Ligne rose: Montréal n’attendra pas Québec pour aller de l’avant

La mairesse de Montréal, Valérie Plante, a annoncé lundi la création d’un bureau de projet pour une nouvelle ligne de métro.
Photo: Jacques Nadeau Le Devoir La mairesse de Montréal, Valérie Plante, a annoncé lundi la création d’un bureau de projet pour une nouvelle ligne de métro.

Valérie Plante n’attendra pas le gouvernement Legault pour faire avancer le projet de ligne rose. La mairesse a annoncé lundi la création d’un bureau de projet pour cette nouvelle ligne de métro promise en campagne électorale. La Ville de Montréal y consacrera un million de dollars en 2019.

Les travaux de ce bureau, qui vise à établir le potentiel de la ligne rose, seront menés parallèlement aux études que réalise depuis l’été dernier l’Autorité régionale de transport métropolitain (ARTM) sur 9 projets de transport.

La ligne rose du métro, telle qu’elle avait été présentée par Valérie Plante lors de la campagne électorale de 2017, s’étendrait de Montréal-Nord à Lachine en passant par le centre-ville.

Le bureau montréalais se penchera notamment sur les caractéristiques des terrains traversés, les différents corridors à envisager et le potentiel de développement urbain le long du tracé et autour des stations.

Les études réalisées par l’ARTM serviront davantage à déterminer la technologie à privilégier, a précisé Valérie Plante. Rappelons que le chef caquiste, François Legault, s’est opposé au projet de ligne rose, estimant qu’une nouvelle ligne de métro serait trop coûteuse. En campagne électorale, il s’était toutefois mis d’accord avec la mairesse pour examiner un scénario de train en surface.

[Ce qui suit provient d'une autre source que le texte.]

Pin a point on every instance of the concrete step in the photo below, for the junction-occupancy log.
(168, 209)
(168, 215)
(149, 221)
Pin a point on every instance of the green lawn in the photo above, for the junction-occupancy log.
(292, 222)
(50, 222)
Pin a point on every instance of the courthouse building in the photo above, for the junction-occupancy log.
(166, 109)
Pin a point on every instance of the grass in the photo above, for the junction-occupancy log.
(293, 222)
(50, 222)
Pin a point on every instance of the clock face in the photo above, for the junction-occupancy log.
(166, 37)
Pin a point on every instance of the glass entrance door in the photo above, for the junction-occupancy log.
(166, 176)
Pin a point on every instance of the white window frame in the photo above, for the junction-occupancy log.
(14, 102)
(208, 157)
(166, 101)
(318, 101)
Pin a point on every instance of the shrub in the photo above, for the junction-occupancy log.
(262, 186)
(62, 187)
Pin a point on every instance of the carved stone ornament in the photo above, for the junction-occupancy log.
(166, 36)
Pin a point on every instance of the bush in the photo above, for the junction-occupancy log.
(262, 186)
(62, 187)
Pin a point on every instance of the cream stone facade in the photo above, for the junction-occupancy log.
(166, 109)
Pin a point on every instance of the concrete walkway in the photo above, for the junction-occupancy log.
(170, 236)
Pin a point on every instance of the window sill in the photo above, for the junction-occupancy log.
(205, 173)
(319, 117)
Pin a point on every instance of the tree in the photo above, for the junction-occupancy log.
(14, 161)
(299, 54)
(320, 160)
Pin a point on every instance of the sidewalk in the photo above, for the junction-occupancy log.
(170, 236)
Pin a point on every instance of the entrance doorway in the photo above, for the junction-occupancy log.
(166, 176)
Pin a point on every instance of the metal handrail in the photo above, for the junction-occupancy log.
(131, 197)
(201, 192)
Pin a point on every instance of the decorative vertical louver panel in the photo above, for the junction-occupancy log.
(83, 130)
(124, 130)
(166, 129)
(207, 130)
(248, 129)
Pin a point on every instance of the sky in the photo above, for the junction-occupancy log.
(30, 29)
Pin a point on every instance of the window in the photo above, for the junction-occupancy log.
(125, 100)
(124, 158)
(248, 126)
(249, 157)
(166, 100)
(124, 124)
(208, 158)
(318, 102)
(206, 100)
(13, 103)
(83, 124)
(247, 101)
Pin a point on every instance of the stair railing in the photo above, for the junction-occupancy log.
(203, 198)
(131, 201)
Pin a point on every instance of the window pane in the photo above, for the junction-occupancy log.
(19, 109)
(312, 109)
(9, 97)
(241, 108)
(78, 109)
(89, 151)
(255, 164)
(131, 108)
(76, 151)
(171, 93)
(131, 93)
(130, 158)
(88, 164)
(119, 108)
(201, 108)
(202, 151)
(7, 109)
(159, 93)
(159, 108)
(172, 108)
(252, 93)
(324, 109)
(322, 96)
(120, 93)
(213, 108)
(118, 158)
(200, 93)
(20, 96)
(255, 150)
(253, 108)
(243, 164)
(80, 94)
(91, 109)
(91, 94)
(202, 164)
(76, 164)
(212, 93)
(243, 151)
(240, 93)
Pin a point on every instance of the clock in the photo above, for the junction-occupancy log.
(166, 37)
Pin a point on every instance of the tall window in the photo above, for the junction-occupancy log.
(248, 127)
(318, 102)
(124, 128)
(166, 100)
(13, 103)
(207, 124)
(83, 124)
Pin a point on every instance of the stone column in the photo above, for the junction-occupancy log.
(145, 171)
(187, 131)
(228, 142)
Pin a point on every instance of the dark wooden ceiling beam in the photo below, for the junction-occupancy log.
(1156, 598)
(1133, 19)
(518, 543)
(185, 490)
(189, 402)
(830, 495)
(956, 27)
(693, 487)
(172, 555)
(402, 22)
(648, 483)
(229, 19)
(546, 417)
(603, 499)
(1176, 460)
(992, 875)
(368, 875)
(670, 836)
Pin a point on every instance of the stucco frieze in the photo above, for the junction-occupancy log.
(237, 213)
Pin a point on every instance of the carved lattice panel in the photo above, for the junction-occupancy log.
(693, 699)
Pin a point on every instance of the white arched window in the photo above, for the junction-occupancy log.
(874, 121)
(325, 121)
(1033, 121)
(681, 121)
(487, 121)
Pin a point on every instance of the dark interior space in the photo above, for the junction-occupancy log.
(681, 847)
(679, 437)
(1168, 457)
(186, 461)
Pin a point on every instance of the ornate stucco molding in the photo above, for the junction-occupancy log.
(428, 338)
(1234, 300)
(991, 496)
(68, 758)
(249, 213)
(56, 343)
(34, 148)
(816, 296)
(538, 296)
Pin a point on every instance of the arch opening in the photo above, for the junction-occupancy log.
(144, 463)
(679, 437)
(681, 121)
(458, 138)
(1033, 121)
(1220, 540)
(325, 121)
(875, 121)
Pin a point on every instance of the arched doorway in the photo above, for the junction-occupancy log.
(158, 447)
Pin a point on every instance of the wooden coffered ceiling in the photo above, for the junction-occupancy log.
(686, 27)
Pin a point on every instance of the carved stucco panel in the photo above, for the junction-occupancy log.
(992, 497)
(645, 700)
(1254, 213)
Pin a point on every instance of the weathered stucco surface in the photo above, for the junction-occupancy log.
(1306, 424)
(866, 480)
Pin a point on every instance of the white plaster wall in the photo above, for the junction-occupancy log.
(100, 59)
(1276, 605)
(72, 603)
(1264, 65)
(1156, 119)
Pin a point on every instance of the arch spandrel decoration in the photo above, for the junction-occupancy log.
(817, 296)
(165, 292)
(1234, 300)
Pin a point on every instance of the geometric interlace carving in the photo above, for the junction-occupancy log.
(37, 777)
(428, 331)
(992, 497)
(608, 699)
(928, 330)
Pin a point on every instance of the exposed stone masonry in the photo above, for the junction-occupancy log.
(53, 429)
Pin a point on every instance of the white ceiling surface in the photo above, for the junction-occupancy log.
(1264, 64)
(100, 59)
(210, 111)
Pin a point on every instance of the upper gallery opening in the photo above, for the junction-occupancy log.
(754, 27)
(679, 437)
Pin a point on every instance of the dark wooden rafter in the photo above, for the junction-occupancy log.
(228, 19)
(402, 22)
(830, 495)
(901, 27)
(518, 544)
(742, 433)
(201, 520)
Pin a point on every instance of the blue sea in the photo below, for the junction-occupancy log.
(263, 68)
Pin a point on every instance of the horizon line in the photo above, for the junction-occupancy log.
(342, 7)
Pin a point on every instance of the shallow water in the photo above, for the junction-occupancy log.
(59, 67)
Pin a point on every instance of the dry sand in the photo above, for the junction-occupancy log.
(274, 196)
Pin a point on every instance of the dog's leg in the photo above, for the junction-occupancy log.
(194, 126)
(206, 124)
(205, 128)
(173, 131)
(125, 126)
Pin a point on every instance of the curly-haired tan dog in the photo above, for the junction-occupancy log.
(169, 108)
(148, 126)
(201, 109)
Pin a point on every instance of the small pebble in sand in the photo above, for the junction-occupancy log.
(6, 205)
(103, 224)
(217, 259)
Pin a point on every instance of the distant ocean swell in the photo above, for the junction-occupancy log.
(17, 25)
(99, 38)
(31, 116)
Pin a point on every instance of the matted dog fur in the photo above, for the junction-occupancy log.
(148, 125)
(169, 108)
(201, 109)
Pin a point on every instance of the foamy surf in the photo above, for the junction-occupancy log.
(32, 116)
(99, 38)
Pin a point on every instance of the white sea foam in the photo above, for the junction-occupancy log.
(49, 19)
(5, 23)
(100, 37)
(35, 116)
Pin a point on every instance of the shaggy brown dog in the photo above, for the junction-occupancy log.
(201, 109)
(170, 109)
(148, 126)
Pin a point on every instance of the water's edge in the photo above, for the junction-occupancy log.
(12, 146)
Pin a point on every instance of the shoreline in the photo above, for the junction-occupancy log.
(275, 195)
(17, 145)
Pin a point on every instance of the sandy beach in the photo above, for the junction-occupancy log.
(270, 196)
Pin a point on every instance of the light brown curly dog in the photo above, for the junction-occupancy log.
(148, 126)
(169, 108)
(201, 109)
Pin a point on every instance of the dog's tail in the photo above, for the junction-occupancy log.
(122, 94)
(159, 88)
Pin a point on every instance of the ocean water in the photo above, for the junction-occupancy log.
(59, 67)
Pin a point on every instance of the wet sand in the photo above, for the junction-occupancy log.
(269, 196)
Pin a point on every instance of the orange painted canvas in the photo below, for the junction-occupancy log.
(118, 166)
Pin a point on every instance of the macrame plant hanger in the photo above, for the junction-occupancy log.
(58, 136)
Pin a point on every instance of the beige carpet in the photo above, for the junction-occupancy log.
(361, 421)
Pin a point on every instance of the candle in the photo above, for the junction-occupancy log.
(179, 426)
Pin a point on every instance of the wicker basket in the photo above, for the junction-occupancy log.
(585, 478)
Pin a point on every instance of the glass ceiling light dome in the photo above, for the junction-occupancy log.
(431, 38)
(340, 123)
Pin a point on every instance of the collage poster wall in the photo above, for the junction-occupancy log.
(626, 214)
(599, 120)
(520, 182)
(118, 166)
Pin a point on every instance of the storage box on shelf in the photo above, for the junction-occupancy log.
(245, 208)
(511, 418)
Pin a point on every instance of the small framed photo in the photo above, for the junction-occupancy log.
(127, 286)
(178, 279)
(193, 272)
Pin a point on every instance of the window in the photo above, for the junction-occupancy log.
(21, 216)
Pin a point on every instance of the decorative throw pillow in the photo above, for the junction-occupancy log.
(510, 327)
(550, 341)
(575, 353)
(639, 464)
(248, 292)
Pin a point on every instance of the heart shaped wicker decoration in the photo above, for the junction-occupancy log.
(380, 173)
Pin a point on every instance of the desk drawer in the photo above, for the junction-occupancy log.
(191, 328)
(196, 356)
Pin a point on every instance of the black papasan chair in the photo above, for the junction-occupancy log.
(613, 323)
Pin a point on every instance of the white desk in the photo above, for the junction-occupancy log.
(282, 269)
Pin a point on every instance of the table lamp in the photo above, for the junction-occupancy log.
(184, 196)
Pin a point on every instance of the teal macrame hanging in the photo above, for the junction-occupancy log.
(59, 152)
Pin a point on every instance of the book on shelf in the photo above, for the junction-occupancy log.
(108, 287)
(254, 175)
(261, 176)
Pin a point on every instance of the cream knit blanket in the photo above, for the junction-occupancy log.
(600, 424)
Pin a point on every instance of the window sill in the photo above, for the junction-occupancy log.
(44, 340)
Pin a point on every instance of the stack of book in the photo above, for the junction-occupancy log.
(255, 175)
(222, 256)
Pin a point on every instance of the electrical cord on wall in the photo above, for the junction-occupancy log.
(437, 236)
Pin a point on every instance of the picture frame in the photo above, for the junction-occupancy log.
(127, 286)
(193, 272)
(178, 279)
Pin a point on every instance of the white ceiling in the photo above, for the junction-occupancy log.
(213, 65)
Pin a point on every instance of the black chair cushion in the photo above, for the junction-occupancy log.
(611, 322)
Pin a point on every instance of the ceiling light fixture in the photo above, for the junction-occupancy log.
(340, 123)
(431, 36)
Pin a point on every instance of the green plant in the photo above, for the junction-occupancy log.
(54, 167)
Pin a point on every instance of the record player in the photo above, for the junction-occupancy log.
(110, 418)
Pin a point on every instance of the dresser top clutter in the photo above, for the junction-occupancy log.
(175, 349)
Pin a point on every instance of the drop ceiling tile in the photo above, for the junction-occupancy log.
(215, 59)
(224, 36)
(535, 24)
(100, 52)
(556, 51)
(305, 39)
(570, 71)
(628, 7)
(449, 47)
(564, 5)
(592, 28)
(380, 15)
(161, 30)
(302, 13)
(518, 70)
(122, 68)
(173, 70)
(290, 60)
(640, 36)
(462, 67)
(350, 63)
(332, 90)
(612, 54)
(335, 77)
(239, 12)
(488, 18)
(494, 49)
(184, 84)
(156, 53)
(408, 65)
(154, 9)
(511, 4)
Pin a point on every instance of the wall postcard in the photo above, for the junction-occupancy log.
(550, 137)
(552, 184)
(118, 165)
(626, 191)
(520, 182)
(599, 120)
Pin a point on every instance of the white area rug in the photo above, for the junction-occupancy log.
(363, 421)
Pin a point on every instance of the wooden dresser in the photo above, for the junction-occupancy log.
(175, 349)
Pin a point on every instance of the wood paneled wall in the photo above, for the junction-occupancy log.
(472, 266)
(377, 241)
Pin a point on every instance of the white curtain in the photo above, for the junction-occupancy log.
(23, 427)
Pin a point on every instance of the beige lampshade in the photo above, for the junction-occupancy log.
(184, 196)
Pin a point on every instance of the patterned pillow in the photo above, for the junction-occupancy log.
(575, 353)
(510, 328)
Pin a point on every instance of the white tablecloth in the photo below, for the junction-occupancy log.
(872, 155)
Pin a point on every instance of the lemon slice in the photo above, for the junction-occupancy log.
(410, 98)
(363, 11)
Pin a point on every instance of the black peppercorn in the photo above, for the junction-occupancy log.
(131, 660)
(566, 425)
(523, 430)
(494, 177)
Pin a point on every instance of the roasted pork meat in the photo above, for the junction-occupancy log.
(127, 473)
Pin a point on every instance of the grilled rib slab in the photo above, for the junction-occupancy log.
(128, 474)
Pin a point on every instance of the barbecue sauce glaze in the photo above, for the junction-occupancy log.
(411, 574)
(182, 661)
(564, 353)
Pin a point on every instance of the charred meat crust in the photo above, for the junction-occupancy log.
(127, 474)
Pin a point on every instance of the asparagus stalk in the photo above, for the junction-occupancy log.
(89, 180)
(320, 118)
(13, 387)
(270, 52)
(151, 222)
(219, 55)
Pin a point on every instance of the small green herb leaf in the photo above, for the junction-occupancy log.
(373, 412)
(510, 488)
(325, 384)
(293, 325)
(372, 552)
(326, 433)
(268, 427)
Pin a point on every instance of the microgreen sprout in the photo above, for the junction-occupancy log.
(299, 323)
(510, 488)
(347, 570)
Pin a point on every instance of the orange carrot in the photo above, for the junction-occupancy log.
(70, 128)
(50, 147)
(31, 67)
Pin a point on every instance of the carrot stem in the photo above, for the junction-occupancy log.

« Si on est vraiment sérieux par rapport à l’environnement et notre lutte contre les changements climatiques, c’est dans le transport collectif qu’il faut investir », a soutenu Valérie Plante.

La mairesse a précisé que son cabinet avait communiqué avec le ministère des Transports et avec la responsable de la métropole au sein du gouvernement Legault, Chantal Rouleau, pour les aviser de la création du bureau de projet. « C’était super important pour moi de les tenir au courant. C’est important dans notre esprit de collaboration et d’ouverture », a-t-elle dit.

La mairesse a aussi dévoilé la composition d’un comité consultatif qui réunira six experts afin d’épauler la Ville.

L’urbaniste Josée Bérubé, Nadia Bhuiyan, vice-rectrice à l’Université Concordia, Frantz Saintellemy, président et chef des opérations chez Leddartech, André Poisson, directeur général au Bureau du taxi de Montréal, et Florence Paulhiac-Scherrer, professeure au Département d’études urbaines et touristiques de l’UQAM, et Sidney Ribaux, directeur général d’Équiterre, y siégeront.

« Ce comité sera en quelque sorte le gardien des préoccupations de la société civile », a expliqué Valérie Plante.

L’opposition à l’hôtel de ville estime que la création du bureau de projet est prématurée puisque l’ARTM n’a toujours pas terminé ses études.

Selon le chef d’Ensemble Montréal, Lionel Perez, la sortie de la mairesse n’est qu’un « exercice de relations publiques ».

« Ce n’est rien d’autre qu’un lobby qui est en train d’être créé en réaction à l’élection des caquistes. On sait que la CAQ est contre la ligne rose telle qu’elle est formulée. La mairesse est en train de politiser l’enjeu », a dit le chef de l’opposition.